Dans la lignée de la Cour de justice européenne, il a donné raison aux neuf organisations paysannes et de la société civile qui l’avaient saisi en 2014 à ce sujet. Les associations demandaient que les plantes obtenues par les nouvelles techniques de mutagenèse — aussi appelées « OGM cachés » — soient considérées comme des OGM « classiques », et donc soumises à la même réglementation stricte.


En juillet 2018, la justice européenne tranchait sur les organismes génétiquement modifiés (OGM) obtenus par mutagénèse : « Ce sont bien des OGM, ils doivent être réglementés comme tels », décidait-elle. Un an et demi après, le Conseil d’État français a repris cette conclusion à son compte et a demandé à la France de s’y conformer.

Ainsi, il a confirmé que les organismes obtenus par certaines techniques de mutagénèse doivent être soumis à la réglementation relative aux OGM. Ils doivent donc être assujettis aux évaluations sanitaires et environnementales avant toute mise sur le marché. Ils doivent aussi répondre aux obligations d’information du public, d’étiquetage et de suivi.

Certains de ces « OGM cachés » sont des variétés de plantes rendues tolérantes aux herbicides (VRTH). Le Conseil d’État a estimé qu’en vertu du principe de précaution, « le Premier ministre ne pouvait refuser de prendre des mesures de prévention pour l’utilisation de variétés de plantes rendues tolérantes aux herbicides. »

D’après les chiffres de l’Agence de sécurité sanitaire (Anses), les variétés rendues tolérantes aux herbicides représentent, en France, entre 20 et 30 % des surfaces de tournesol et 2 à 5 % des surfaces de colza. la décision des juges pourrait ainsi entraîner la fin de la commercialisation et de la culture de certaines de ces plantes.

Dans un communiqué, le gouvernement a déclaré qu’il allait « étudier de manière approfondie la décision du Conseil d’Etat, afin de la mettre en œuvre en prenant en compte l’avis de l’Anses du 26 novembre dernier et conformément à la réglementation européenne. »

Pour 27 organisations de la filière agricole, parmi lesquelles les semenciers et les syndicats agricoles majoritaires (FNSEA, JA), cette décision «  soulève de nombreuses interrogations techniques susceptibles d’entraîner une insécurité juridique et un potentiel frein à l’innovation », ont-elles affirmé dans un communiqué.
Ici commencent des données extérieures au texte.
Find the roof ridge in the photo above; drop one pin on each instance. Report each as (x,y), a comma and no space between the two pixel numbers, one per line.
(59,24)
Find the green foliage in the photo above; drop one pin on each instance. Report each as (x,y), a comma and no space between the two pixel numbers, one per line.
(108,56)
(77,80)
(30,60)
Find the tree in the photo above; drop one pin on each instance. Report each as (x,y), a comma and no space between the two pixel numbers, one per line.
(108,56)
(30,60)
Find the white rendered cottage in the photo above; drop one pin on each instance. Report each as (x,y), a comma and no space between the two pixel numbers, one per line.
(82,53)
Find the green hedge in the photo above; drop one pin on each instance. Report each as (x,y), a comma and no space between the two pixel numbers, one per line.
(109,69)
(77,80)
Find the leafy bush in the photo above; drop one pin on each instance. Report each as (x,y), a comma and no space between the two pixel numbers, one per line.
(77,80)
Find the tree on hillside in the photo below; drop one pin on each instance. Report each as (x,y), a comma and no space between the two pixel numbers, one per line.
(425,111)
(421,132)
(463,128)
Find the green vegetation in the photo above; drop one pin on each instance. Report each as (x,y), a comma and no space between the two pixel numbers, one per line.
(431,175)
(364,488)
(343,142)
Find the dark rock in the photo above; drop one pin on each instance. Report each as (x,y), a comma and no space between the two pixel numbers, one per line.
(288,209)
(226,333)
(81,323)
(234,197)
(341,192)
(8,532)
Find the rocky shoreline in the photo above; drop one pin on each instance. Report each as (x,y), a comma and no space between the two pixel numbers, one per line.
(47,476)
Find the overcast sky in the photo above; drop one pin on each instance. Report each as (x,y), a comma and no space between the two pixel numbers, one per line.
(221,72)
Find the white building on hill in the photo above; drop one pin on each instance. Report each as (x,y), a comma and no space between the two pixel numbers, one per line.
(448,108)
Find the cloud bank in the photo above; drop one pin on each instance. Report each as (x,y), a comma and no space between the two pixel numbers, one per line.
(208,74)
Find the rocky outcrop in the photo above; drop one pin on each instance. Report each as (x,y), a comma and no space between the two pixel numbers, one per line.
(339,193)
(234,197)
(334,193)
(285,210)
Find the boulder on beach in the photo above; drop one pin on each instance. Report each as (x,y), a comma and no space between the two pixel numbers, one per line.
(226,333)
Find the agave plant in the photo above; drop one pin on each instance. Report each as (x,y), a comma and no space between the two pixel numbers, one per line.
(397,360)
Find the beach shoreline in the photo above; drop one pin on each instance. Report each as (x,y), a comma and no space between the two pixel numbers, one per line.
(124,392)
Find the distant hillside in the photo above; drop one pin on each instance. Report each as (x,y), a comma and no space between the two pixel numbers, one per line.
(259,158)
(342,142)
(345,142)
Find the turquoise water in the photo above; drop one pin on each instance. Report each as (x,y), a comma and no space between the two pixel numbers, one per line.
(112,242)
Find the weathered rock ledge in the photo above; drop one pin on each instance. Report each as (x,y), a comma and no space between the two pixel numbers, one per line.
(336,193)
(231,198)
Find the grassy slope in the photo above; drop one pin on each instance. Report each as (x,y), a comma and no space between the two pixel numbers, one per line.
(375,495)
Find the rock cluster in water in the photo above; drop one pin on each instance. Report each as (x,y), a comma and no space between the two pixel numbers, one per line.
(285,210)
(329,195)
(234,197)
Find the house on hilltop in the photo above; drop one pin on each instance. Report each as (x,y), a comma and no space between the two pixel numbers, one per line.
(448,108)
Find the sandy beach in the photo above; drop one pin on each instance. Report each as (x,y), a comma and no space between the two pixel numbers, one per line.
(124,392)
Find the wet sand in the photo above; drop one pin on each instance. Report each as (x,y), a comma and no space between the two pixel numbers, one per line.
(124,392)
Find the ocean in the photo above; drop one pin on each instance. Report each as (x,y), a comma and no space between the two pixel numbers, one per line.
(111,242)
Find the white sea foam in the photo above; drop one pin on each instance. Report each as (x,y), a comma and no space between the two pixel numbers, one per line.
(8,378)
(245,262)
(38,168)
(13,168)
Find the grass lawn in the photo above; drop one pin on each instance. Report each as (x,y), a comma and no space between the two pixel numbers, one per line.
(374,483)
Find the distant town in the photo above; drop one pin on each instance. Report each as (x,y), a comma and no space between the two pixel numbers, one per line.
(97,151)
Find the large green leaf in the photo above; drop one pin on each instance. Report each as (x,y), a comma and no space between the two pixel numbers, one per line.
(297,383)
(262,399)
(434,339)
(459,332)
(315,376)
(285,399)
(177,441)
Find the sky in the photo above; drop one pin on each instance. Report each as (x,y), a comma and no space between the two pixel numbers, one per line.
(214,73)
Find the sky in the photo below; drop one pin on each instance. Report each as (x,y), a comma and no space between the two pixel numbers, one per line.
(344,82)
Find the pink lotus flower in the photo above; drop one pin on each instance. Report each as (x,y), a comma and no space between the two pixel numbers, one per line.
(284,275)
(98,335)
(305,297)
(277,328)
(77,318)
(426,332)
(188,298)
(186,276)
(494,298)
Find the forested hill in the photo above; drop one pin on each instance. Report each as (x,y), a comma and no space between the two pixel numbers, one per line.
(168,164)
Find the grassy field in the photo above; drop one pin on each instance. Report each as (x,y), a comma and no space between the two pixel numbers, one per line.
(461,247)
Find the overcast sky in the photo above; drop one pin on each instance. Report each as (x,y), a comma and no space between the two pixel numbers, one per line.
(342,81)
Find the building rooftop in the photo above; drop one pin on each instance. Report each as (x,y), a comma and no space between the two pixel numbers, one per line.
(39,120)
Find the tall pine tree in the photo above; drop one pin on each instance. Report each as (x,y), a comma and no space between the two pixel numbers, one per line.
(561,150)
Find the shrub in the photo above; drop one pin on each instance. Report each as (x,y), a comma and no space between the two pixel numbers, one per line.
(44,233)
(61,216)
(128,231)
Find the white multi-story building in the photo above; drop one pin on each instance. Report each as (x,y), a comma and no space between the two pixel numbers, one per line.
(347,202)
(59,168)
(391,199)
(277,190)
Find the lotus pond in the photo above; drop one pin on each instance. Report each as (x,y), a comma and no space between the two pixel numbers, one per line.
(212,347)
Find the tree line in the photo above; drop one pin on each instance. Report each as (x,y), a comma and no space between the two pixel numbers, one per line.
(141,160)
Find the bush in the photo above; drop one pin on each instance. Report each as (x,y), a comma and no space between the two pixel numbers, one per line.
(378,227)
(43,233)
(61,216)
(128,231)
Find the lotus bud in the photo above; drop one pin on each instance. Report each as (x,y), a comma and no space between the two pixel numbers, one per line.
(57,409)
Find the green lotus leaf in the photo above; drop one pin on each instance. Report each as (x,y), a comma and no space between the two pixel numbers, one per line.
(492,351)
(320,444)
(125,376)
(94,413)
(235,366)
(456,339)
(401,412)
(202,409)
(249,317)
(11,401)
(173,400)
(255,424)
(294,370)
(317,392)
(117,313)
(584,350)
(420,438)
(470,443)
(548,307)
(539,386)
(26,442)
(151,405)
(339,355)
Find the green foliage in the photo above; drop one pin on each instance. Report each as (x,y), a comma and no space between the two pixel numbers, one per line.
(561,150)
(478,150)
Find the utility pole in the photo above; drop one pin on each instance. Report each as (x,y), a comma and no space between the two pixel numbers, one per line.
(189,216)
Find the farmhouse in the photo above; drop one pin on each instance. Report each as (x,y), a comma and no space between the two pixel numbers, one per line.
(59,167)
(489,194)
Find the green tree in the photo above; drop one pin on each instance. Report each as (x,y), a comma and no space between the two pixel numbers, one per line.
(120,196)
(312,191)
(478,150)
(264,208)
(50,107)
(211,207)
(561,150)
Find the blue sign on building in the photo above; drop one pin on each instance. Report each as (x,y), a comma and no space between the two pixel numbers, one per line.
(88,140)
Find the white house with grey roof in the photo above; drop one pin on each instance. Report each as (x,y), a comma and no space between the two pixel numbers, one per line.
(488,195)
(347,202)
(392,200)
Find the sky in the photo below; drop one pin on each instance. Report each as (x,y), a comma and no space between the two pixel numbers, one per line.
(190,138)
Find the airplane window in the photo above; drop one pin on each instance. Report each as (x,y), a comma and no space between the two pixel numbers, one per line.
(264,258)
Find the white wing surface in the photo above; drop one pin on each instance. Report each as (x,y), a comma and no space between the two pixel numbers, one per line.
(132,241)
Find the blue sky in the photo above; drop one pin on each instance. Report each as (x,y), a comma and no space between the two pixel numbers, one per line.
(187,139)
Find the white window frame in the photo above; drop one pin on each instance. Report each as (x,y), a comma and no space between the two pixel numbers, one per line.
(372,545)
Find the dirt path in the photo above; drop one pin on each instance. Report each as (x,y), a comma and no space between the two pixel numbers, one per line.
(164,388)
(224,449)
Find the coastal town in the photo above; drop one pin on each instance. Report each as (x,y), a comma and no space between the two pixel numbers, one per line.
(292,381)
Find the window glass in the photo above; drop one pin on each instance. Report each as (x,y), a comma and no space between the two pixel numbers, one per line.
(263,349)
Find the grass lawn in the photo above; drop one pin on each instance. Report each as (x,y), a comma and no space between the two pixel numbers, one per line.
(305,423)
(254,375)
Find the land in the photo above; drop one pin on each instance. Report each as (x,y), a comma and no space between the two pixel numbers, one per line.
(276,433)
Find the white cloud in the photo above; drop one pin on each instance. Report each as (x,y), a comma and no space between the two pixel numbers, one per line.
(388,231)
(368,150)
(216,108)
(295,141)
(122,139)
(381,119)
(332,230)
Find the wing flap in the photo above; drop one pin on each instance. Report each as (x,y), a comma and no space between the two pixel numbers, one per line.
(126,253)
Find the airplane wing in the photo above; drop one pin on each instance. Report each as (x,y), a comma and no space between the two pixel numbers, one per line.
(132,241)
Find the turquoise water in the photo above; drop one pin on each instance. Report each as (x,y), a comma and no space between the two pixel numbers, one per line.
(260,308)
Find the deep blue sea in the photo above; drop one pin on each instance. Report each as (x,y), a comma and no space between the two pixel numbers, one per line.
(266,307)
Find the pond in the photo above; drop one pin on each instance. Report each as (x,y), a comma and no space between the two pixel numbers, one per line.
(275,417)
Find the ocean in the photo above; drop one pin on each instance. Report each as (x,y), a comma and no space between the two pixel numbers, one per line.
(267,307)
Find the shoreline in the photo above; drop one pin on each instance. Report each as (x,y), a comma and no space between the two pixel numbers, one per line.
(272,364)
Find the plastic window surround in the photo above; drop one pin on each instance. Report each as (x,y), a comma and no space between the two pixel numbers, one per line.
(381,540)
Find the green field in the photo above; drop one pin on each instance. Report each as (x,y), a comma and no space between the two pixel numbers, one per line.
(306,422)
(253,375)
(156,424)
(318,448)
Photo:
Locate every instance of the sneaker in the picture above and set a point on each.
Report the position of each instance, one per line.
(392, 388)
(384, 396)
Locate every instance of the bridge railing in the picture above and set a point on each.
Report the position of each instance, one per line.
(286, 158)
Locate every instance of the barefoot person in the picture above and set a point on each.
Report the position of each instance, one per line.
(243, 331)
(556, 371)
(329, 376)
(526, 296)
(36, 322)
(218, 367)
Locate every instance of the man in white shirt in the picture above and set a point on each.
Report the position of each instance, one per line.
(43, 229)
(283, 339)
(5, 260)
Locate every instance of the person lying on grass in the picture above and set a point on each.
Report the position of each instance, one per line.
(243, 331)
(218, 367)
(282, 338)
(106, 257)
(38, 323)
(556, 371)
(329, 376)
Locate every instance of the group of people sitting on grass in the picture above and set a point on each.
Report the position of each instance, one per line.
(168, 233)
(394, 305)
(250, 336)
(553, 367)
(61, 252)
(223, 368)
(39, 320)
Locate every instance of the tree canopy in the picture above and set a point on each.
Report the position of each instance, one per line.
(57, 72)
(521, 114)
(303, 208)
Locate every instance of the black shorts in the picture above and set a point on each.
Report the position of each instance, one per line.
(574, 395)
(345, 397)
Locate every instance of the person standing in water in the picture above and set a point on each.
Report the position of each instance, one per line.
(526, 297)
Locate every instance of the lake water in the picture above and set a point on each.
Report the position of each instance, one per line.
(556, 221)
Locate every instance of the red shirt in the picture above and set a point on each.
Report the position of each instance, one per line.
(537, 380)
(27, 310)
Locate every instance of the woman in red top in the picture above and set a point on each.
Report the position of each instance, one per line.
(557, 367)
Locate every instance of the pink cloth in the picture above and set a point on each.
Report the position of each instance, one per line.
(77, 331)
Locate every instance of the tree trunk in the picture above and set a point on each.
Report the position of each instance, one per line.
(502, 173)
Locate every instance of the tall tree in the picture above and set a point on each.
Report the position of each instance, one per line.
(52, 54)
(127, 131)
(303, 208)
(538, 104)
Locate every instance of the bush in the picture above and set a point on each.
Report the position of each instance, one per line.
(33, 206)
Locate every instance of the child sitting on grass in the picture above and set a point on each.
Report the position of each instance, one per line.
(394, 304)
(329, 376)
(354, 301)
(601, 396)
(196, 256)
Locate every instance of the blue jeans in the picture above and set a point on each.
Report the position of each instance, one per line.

Elles ont demandé au gouvernement d’attendre la fin des travaux lancés il y a peu par la Commission européenne pour mettre à jour sa réglementation.

Les associations requérantes se sont pour leur part félicitées de cette décision du Conseil d’État « qui fait passer la santé et l’environnement avant les intérêts économiques de quelques firmes semencières et productrices de pesticides ». Elles ont dit «  attendre du gouvernement qu’il applique enfin la loi en respect du principe constitutionnel de précaution ».